In 1937, Catalina Clay Products, including all equipment, stock, molds, and trademarks, were sold to Gladding, McBean & Co. The pottery on the Island was closed. "The Santa Catalina Island Company initially suggested that Gladding McBean lease the production facilities at Pebbly Beach and continue to produce the Catalina Pottery on the island. This proposal did not interest the mainland firm because the high cost of importing clay had caused the problem in the first place." All molds and equipment were moved to Gladding, McBean & Co.'s Glendale plant in Los Angeles.

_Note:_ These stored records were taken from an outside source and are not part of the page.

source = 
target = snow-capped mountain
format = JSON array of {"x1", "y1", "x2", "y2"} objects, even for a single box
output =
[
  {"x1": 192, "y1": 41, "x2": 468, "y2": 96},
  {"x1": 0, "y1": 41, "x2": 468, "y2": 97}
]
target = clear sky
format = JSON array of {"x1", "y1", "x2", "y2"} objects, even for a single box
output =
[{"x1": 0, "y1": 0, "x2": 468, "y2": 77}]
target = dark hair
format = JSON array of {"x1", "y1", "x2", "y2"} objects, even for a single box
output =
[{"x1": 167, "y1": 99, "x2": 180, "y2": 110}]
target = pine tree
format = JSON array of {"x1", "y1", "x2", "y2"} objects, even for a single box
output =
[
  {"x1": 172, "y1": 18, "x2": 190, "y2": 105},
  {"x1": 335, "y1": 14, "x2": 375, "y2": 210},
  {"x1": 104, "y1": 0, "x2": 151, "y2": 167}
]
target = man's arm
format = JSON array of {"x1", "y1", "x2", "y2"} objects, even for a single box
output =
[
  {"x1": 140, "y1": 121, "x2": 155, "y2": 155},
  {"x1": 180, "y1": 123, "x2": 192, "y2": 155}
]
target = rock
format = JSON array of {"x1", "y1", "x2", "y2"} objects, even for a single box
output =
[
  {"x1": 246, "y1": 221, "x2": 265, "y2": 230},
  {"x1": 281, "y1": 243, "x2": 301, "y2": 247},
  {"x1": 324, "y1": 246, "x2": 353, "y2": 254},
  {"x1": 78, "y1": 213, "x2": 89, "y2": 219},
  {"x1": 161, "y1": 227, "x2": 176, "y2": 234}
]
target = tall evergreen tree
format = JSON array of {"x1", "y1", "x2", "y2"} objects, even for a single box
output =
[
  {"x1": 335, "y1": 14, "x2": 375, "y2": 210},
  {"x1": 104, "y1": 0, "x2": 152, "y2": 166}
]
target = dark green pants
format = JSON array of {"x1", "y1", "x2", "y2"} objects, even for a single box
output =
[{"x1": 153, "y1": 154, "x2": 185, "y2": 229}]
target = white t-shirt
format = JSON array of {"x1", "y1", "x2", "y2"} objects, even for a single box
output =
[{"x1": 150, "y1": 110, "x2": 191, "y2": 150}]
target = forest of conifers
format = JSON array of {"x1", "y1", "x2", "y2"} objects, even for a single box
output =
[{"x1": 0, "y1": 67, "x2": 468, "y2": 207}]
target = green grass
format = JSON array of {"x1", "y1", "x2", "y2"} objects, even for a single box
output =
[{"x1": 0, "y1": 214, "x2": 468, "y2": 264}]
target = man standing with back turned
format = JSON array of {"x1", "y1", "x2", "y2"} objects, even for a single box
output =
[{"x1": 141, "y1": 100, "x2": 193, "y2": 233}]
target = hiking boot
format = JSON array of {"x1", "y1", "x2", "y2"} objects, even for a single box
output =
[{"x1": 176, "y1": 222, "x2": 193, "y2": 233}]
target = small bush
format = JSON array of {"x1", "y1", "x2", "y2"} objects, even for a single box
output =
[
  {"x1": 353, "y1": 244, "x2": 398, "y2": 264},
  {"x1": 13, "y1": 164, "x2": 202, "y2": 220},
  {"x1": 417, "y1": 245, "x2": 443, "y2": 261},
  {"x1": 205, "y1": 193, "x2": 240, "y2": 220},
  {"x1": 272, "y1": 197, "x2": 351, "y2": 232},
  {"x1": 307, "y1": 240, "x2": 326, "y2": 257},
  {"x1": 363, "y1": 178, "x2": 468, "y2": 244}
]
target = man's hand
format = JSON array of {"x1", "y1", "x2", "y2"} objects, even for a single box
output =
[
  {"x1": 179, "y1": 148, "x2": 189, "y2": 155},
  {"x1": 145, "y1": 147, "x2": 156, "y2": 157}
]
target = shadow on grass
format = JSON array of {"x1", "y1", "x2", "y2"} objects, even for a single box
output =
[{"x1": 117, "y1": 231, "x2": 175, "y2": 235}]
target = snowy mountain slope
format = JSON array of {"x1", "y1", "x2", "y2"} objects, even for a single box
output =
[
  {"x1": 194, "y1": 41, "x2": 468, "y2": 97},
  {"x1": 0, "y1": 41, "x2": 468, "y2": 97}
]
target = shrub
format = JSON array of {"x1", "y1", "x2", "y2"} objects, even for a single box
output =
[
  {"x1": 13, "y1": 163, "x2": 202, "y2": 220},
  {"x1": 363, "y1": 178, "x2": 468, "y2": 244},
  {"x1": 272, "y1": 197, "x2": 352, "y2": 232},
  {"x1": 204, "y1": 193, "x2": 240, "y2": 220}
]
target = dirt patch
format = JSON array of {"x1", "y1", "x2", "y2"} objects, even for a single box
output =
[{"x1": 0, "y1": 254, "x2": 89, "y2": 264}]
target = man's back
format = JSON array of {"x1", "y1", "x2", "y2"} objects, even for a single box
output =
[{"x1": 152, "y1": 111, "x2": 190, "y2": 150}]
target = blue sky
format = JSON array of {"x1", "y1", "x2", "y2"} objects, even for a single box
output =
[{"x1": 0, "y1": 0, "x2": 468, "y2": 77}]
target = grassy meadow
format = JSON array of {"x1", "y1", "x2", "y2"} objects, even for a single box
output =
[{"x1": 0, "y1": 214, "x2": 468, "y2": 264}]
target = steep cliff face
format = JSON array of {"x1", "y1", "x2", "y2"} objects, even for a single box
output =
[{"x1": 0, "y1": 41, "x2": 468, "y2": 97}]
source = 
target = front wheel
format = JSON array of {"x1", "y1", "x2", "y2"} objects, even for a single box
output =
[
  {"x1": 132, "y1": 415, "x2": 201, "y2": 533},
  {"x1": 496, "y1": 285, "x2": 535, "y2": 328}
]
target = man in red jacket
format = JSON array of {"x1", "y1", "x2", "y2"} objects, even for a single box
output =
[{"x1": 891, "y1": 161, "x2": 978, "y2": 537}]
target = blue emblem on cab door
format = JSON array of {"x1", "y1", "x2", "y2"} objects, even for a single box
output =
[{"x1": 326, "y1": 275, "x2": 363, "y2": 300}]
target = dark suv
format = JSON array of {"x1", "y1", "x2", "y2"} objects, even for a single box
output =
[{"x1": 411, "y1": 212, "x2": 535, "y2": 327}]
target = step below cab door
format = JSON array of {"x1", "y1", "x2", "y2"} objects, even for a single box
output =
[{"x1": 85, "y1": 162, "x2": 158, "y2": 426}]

Gladding, McBean continued to produce Catalina art ware and dinnerware shapes for their Catalina Pottery art ware lines until 1942. Gladding, McBean & Co.'s Catalina Pottery art ware was marked Catalina Pottery, made in USA, with an ink stamp. All tile products were discontinued.

Max Weil of California, formerly The California Figurine Co. purchased the Catalina art ware molds and patterns from Gladding McBean and Co., however Gladding, McBean & Co. retained the trade name Catalina. In 1947, Gladding, McBean & Co. returned the use of the trademark to the Santa Catalina Island Company.